350 Kilo Äpfel zu Saft verarbeitet: Frischen Apfelsaft beim Nabu-Apfelfest probieren

350 Kilo Äpfel zu Saft verarbeitet : Frischen Apfelsaft beim Nabu-Apfelfest probieren

Karl Gerads und Norbert Ostermeier pressten beim Apfelfest des Nabu Übach-Palenberg/Geilenkirchen auf dem Abenteuerspielplatz Am Bucksberg in Übach-Palenberg rund 350 Kilo Äpfel zu Saft.

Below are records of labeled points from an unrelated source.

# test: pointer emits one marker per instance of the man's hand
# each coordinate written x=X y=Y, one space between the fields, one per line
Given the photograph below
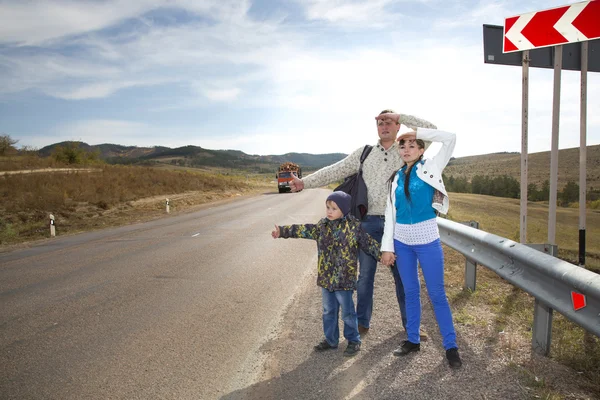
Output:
x=393 y=116
x=276 y=232
x=296 y=184
x=388 y=258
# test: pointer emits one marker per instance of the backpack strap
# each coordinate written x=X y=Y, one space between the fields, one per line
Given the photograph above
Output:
x=366 y=150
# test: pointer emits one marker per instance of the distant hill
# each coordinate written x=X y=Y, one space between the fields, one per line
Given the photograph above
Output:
x=195 y=156
x=492 y=165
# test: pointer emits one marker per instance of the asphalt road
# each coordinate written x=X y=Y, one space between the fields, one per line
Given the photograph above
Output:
x=176 y=308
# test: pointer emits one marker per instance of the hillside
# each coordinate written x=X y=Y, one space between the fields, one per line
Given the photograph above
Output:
x=195 y=157
x=491 y=165
x=499 y=164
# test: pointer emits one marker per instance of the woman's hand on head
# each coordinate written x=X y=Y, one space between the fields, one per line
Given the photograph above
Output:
x=393 y=116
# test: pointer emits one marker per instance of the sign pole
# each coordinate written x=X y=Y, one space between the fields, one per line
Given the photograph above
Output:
x=524 y=145
x=583 y=152
x=554 y=148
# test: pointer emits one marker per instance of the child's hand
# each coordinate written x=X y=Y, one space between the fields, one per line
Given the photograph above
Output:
x=276 y=232
x=388 y=258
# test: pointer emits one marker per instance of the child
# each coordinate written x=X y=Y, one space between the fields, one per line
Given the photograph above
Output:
x=339 y=237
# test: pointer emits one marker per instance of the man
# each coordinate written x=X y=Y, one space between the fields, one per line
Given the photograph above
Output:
x=378 y=167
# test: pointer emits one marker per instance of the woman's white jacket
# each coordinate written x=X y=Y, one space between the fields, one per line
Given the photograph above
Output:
x=429 y=172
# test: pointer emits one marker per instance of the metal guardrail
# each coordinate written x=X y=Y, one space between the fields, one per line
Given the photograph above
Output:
x=550 y=280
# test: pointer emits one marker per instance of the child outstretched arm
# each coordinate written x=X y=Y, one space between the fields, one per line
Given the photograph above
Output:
x=300 y=231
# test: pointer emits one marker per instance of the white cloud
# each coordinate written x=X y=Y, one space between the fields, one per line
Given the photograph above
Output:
x=322 y=98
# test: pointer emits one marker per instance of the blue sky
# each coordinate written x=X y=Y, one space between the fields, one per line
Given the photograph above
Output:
x=270 y=77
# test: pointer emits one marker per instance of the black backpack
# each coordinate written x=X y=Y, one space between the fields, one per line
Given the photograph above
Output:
x=355 y=186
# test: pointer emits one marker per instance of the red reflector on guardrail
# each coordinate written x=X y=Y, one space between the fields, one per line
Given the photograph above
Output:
x=578 y=300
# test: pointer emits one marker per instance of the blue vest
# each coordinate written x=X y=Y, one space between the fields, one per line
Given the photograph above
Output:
x=418 y=208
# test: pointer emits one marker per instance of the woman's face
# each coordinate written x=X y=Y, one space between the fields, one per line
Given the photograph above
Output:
x=410 y=151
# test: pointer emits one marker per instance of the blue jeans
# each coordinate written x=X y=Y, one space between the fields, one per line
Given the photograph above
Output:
x=431 y=258
x=331 y=308
x=373 y=225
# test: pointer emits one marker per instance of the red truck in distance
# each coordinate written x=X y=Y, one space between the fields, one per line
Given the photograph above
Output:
x=284 y=175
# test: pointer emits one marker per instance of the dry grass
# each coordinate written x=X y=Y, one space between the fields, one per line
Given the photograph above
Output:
x=538 y=170
x=108 y=196
x=500 y=216
x=503 y=314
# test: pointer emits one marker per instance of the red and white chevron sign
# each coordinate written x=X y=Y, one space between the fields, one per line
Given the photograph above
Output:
x=576 y=22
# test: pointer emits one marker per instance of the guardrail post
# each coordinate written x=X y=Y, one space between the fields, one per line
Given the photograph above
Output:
x=470 y=265
x=52 y=226
x=541 y=335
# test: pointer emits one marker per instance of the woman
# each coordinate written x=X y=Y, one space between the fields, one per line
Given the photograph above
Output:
x=411 y=232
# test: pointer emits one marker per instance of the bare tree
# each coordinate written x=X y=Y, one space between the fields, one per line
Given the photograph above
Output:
x=7 y=145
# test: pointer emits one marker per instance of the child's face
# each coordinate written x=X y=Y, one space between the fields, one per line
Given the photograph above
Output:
x=333 y=211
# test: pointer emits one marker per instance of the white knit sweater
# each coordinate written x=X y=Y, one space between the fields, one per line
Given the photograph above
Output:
x=377 y=169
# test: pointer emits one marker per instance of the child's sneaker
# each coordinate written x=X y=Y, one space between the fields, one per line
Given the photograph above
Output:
x=324 y=345
x=352 y=349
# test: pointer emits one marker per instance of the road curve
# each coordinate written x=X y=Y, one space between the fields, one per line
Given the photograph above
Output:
x=174 y=308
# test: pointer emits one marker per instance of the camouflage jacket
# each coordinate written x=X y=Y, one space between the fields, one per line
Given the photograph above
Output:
x=338 y=243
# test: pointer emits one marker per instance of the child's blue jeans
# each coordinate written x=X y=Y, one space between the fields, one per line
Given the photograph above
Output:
x=431 y=258
x=331 y=306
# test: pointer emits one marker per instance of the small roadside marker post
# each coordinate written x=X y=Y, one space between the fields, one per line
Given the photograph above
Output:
x=52 y=226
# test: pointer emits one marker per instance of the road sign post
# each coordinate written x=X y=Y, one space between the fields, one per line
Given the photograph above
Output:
x=576 y=22
x=559 y=38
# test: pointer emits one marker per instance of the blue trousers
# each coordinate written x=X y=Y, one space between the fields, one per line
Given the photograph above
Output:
x=373 y=225
x=431 y=258
x=331 y=308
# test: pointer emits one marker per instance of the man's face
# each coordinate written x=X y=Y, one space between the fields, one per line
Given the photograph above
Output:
x=387 y=129
x=410 y=151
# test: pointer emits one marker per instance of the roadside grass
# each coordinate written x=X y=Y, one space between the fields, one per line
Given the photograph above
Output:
x=28 y=160
x=109 y=196
x=503 y=315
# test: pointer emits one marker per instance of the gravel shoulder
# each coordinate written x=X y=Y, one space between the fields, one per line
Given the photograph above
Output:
x=491 y=369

Glücklicherweise hatten die Obstdiebe, die die Streuobstwiesen des Nabu heimgesucht hatten, immerhin noch so viele Äpfel übrig gelassen, dass die Ernte vor dem Fest noch genügend Apfelsaft ergab, um alle Genießer des köstlichen und gesunden Tranks zufrieden zu stellen. Erst waschen, dann häckseln, dann die Maische auspressen und schließlich den Saft bei 80 Grad im Kessel haltbar machen, das waren die Arbeitsgänge die Karl Gerads und Norbert Ostermeier auch dank jugendlicher Helfer so oft wiederholten, bis die 350 Kilo Äpfel zu Saft verarbeitet und in drei und fünf Liter Kanister abgefüllt waren.

Hubert Schippers, Vorsitzender des Nabu Übach-Palenberg/Geilenkirchen, und sein Team hatten für das diesjährige Apfelfest auf dem Abenteuerspielplatz wieder ein schönes Programm zusammen gestellt. Gleich am Eingang zum Festgelände empfing die Besucher der ideale Rasenmäher für Streuobstwiesen. Dieser wiegt immerhin 70 Kilo, wird in der Regel 15 Jahre alt, mag Gras, Heu und trockene Brötchen und mag nicht Hunde, Küchenabfälle, Hektik, alleine sein und Hunger. Außerdem bekommt er auch noch ein bis zwei Lämmer im Jahr.

Ein paar Schritte weiter trafen die Besucher auf einen amerikanischen Uhu, den Falkner Hans-Ulrich Lürmann mitgebracht hatte. Petra Simons und ihre Mitstreiter vom Seniorenzentrum kümmerten sich um die Cafeteria, während Nobert Kremer und sein Funtasie-Team sich zusammen mit dem städtischen Jugendzentrum um den Klettergarten kümmerte, der den vielen Kindern unter den Apfelfestbesuchern, die Gelegenheit gab, sich auszutoben.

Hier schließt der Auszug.